Glass-Steagall: Can it rise from the dead?
May 11, 2017
What could be more boring than a newspaper column about banking regulations? But wait! What if your family were crushed by the Great Depression of the 1930s? Or, more recently, devastated by the economic collapse of 2008 and 2009? Then, you might be interested in the history of the Glass-Steagall Act of 1933.
Prior to Glass-Steagall, commercial savings banks and insurance companies could take savings from depositors and invest those savings in the over-inflated stock market of the late 1920s. When the stock market crashed in 1929, the hard-earned savings of millions were wiped out as were the many commercial savings banks and the insurance companies who put the savings of millions of Americans at greedy risk.
President Roosevelt, to his credit, signed Glass-Steagall which divided banking into two categories: commercial banks that made loans to individuals and businesses and investment banks that were allowed to underwrite and trade complex financial instruments. From 1933 to 1999, Glass-Steagall was instrumental in averting further stock market crashes and economic busts.

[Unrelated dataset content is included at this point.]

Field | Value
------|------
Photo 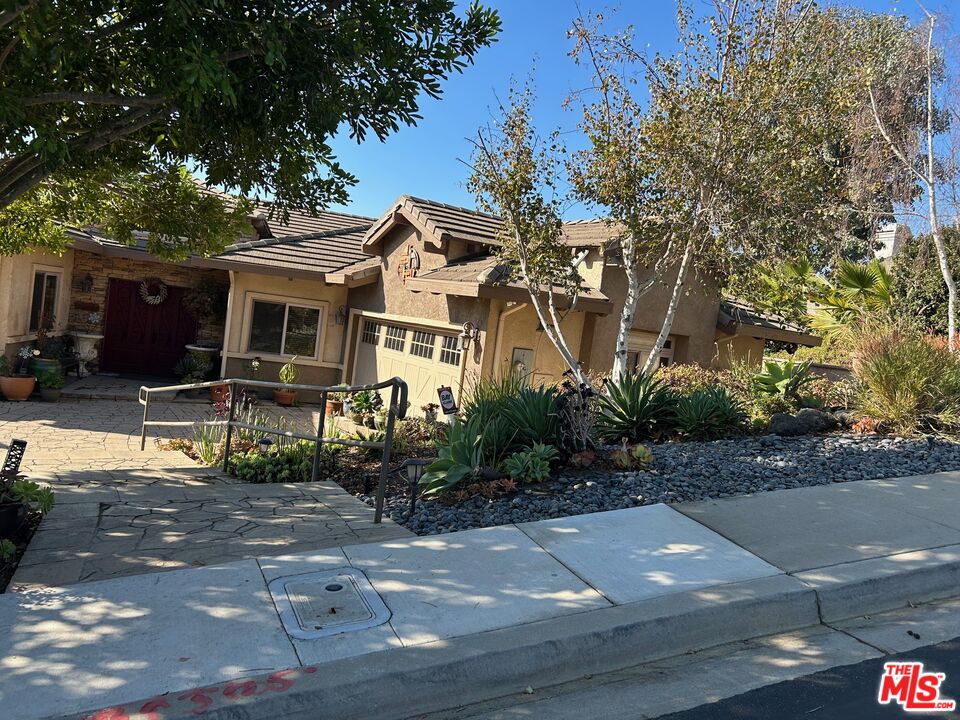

But all that changed in 1999 when President Bill Clinton, with the help of a GOP-controlled Congress, repealed Glass-Steagall. That coupled with the administration's demand that banks confer home mortgages on unfortunates who could not pay bills, led to the sub-prime mortgage crisis of 2008 and 2009
In 1999, the effort to repeal Glass-Steagall was led by Republican U.S. Senator Phil Gramm who, after retiring in 2002, got a job with UBS-AG, a Swiss bank that converted from commercial banking into investment banking and then lost tons of money in the 2008 debacle. Citigroup lost $27.7 billion in 2008. AIG Insurance lost billions. Both Citigroup and AIG and other investment groups were bailed out by you and me.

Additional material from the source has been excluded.